Ce
jour là, un ordre professionnel organisait ses assises annuelles dans
un hôtel luxeux de la place. Dans un des ateliers dont le thème portait
sur le management, un débat épique et fort intéressant eut lieu sur
l’universalité du management. Al Demba appelons le ainsi, expert
financier de son état fervent adepte de l’universalité jusqu’à
l’extrême, nous faisait bénéficier des ineptes découvertes de ses
lectures dominicales. Il ressort de ses pérégrinations intellectuelles
que dans tous les continents les gourous du management des entreprises
et organisations transnationales avaient établi une sorte de glossaire
sur les caractéristiques du modèle de management dans chaque pays . La
page Africaine fut renversante « rythmes & drums », le choc de Al
Demba n’avait d’égale que son aversion sur le lien possible entre nos valeurs culturelles et le management.

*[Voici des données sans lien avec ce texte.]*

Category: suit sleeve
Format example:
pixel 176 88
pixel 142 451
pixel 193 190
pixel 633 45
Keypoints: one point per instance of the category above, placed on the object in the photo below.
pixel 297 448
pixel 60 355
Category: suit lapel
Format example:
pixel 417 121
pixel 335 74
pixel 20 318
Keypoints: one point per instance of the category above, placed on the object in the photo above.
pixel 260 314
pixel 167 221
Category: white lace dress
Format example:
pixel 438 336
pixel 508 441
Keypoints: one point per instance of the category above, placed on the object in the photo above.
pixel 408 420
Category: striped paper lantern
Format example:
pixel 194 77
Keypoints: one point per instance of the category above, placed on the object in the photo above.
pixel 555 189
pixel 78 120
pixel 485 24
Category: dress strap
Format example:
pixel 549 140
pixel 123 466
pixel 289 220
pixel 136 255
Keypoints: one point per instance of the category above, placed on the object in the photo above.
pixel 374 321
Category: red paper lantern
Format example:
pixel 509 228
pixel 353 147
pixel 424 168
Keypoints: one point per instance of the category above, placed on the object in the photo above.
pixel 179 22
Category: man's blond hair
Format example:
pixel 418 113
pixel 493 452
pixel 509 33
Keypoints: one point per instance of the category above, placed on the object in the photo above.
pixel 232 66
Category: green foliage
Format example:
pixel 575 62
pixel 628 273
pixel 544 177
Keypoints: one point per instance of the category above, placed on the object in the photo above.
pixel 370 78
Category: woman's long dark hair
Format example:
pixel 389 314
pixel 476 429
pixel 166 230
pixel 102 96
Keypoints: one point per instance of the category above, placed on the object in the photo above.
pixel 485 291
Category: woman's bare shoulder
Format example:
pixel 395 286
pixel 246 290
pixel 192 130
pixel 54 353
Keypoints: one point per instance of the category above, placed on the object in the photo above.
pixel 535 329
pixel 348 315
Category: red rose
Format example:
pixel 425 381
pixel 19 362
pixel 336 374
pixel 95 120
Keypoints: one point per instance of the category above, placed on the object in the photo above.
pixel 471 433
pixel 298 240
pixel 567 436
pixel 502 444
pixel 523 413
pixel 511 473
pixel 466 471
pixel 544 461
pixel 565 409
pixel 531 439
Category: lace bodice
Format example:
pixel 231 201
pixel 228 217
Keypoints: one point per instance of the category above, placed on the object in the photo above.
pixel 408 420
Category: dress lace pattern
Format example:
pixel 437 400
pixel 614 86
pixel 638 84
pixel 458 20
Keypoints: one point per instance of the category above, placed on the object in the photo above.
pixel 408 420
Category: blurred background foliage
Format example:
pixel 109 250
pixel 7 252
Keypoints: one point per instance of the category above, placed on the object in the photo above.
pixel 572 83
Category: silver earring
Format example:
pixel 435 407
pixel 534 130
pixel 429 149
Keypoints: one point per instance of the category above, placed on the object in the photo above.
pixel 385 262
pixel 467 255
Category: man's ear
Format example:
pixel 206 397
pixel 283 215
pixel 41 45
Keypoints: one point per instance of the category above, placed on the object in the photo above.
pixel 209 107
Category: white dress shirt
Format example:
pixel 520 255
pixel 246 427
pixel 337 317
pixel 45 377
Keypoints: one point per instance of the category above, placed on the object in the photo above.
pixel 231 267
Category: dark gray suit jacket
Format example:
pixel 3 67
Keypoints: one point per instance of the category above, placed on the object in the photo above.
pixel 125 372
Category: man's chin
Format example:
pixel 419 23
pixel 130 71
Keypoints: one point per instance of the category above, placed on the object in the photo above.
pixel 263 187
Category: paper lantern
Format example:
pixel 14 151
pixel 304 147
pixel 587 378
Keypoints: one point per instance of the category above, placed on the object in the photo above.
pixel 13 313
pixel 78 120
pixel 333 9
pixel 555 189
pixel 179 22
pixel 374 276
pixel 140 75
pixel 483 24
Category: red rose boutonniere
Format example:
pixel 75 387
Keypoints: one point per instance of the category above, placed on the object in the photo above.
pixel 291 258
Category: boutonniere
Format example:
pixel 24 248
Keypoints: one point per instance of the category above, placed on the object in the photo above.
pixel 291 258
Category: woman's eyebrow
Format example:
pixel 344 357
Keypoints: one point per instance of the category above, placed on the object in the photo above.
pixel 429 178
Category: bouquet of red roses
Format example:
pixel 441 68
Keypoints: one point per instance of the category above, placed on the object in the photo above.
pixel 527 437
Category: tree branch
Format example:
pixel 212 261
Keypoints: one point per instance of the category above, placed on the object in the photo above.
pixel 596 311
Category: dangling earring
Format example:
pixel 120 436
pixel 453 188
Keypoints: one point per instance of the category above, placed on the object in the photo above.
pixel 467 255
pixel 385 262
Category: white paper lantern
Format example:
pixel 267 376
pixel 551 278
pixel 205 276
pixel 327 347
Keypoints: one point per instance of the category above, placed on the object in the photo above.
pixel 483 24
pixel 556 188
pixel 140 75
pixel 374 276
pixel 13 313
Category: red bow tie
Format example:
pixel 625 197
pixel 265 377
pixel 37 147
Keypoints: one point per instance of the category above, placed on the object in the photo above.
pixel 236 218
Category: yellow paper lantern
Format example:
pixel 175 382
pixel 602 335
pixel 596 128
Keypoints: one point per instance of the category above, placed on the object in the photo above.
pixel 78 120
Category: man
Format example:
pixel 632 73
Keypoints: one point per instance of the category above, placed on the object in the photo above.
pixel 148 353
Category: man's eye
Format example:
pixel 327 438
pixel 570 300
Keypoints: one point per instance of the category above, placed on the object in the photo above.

Peine perdue, cette théorie avait déjà fait une victime rien qu’à la lecture, ainsi, il eut l’oreille
très dure et le
verbe très haut lorsque je pris l’initiative de lui expliquer qu’aucun
modèle n’est neutre. Ces écrits sont souvent l’œuvre d’éthnocentriques
qui procèdent sur le mode de la réduction lorsqu’il s’agit de parler de
notre continent.
Oui Al Demba, le management compris en tant l’ensemble des outils et techniques utilisés par un groupe donné dans
un contexte donné pour bien diriger une organisation au sens large, est
bel et bien universel. Ce qui ne l’est pas ce sont les méthodes et
modes utilisés pour arriver à bien gérer une organisation. Ecoute Al
Demba, je te donne un exemple très simple, sur tous les continents, tout
être humain ressent le besoin de manger, de se vêtir de se loger…
Donc,
par analogie on peut dire que manger est un phénomène universel, par
contre la manière de manger est fortement différente ( à la main, avec
des baquette, à la fourchette …).
La
question du management des organisations contemporaines en Afrique,
c’est qu’elles ont été importés et implantés avec des outils sans
ancrage culturel. Le débat remplirait à suffisance une centaine de page,
alors que je n’ai qu’une seule page pour l’édito, tu retiendras en
guise de méditation les modèles Japonais, Chinois, Indiens, Coréens tu
m’en diras des choses.
La
transition viendra plus tard, un animateur nous a offert sur un plateau
de télévision trois maires d’arrondissement de la région de Dakar pour
expliquer au public leur utilité. CATASTROPHIQUE. Pendant toute la durée
de l’émission, la chansonnette était qu’ils n’ont aucun pouvoir, ils
ont les mains, l’avant bras et le bras liés, victimes de la loi de 1996
sur la décentralisation.Ce qu’ils ne disent pas c’est qu’ils ne sont pas
de bons managers, ainsi dans l’écrasante majorité des mairies plus de
80% du budget est dans le fonctionnement (salaires, véhicules….) et bien
sûr le reste dans le « rythmes&drums ». Ca vous dit quelque chose l’ajustement structurel messieurs les maires ?
Si
les textes votés par l’assemblée nationale pour rendre plus efficace
l’administration vous empêchent de travailler alors vous devez
démissionner ou faire une pression sur l’Etat pour qu’il revoie sa
copie. A mon avis la loi a certes des imperfections, mais elle a le dos
trop large.
Le
management, c’est surtout le couple responsabilités/résultats,
messieurs les élus vous trouverez toujours les moyens d’être réélus au
prix de sacrifices insoupçonnés. Si vraiment vous êtes là pour la
collectivité quand les rues de vos communes sont sales, poisseuses et
sablonneuses et boueuses , sortez la même armée que lorsqu’il s’agit de renouveler vos mandats. SOYEZ REACTIFS A DEFAUT D’ETRE CREATIFS.
L’opposition
management public/privé est une vision de l’esprit des sectaires. Il
n’y a de différences que les contraintes spécifiques de part et d’autre
qu’il faut intégrer dans la problématique.
Encore faudrait-il que l’objectif reste la performance socio-économique de nos organisations.